I'm currently not very satisfied with the way I configure my application on C# .NET 6.

I'm using Microsoft.Extensions.Configuration library and write every configuration in the appsettings.json file. which leads to a very large file. It is also very heavy to handle as configurations are used in a lot of assemblies. My first issue due to the amount of packages has been answered here :having a section per assemblies will probably ease the management a lot. (my assemblies generally require an Iconfiguration in their constructor)

When looking for solutions in C#, I come across an issue : finding up to date information ! most answer I find are quite old and it is difficult to know if it is still good practices today in .NET 6.

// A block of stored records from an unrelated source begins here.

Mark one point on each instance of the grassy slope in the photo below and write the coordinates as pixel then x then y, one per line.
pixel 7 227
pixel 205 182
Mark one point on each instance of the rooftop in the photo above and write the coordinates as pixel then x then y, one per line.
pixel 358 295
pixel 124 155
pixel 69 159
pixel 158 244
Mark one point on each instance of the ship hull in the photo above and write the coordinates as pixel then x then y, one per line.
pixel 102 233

It seems appsettings.json is the most wildly spread. at least for configuration that does not completely break the code if not properly set.

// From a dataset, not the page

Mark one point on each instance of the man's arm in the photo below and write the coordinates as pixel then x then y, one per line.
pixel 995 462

I found that I can set properties in Settings.settings in visual studio. Is it common practice ? for what kind of configuration ? Any advantages of using that instead of appsettings.json ?

Is there any other recommended way in .NET 6 ? for what specific application ?

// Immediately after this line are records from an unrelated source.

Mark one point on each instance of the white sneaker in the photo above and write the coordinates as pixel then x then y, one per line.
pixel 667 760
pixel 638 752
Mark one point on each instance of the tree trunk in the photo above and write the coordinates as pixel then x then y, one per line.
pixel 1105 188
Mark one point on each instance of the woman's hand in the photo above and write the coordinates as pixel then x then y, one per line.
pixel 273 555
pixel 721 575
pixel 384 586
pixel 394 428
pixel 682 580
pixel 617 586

where do you put settings that are sensitive and not often changed on the scope of the application ? (example: register numbers in some hardware that the application needs and that are not likely to change after commissioning )

CodePudding user response:

Idiomatic approach to manage settings (especially with DI) is to use options pattern (which allows different scenarios including for example monitoring changes of config file):

// inject, will bind data from config providers 
builder.Services.Configure<SomeServiceSpecificSettings>(
    builder.Configuration.GetSection("PathToSomeServiceSpecificSettings"));

// use
public class SomeService
{
    private readonly SomeServiceSpecificSettings _options;

    public SomeService(IOptions<SomeServiceSpecificSettings> options)
    {
        _options = options.Value;
    }

    // ...
}

Ideally you should not care about IConfiguration inside your library - you should care only about the specific settings which should be passed to it and how it will be handled usually should be handled by library consumer.

As for sensitive settings - there are multiple approaches, in some cases environment variables are used, in some - secure key storages, integrated with the build in configuration pipeline (via configuration providers).